Session Chair: Prof. Dr. Dan Zhang

Prof. Dr. Jose A Antonino-Daviu Department of Electrical Engineering, Universitat Politècnica de València, Spain

Short Bio

Jose Antonino-Daviu received the M.Sc. and Ph.D. degrees in electrical engineering, both from the Universitat Politècnica de València, Valencia, Spain, in 2000 and 2006, respectively. He has worked for IBM, involved in several international projects. He is currently a Full Professor in the Department of Electrical Engineering, Universitat Politècnica de València. He was an Invited Professor at Helsinki University of Technology, Finland, in 2005 and 2007, Michigan State University, USA, in 2010, Korea University, South Korea, in 2014, Université Claude Bernard Lyon 1, France, and Coventry University, U.K., in 2016. He is a coauthor of more than 200 papers published in technical journals and conference proceedings. He is also the coauthor of one international patent.
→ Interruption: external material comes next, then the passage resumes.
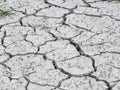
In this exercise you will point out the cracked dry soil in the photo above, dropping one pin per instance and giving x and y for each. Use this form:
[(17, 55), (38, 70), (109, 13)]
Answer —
[(60, 45)]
Dr. Antonino-Daviu is an Associate Editor of the IEEE TRANSACTIONS ON INDUSTRIAL INFORMATICS, IEEE INDUSTRIAL ELECTRONICS MAGAZINE and IEEE Journal of Emerging and Selected Topics in Industrial Electronics. He received the IEEE Second Prize Paper Award of the Electric Machines Committee of the IEEE Industry Applications Society (2013). He also received the Best Paper Award in the conferences IEEE ICEM 2012, IEEE SDEMPED 2011 and IEEE SDEMPED 2019 and the “Highly Commended Recognition” of the IET Innovation Awards in 2014 and in 2016. He was the General Co-Chair of SDEMPED 2013 and is a member of the Steering Committee of IEEE SDEMPED. He is also General Co-Chair of ICEM’2022 and Member of the ICEM Administrative Committee. In 2016, he received the Medal of the Spanish Royal Academy of Engineering (Madrid, Spain) for his contributions in new techniques for predictive maintenance of electric motors. In 2018, he has been awarded with the prestigious ‘Nagamori Award’ from the Nagamori Foundation (Kyoto, Japan). In 2019, he received the SDEMPED diagnostic achievement Award (Toulouse, France) for his contributions to electric motors advanced diagnosis.

Proposed presentation title: Transient-based fault diagnosis of electric motors based on the analysis of electrical signals

Abstract of the speech

Over recent years, traditional methods for condition monitoring of electric motors that rely on the analysis of electric signals (currents or fluxes) under steady-state have been complemented, and in some cases replaced, by modern methodologies relying on the analysis of these signals under steady-state operation of the machine. This talk explains the foundations of these techniques and the main advantages that they can provide (avoidance of false indications, higher reliability…). The main options for the application of transient-based diagnosis methods are exposed and several application examples will be commented.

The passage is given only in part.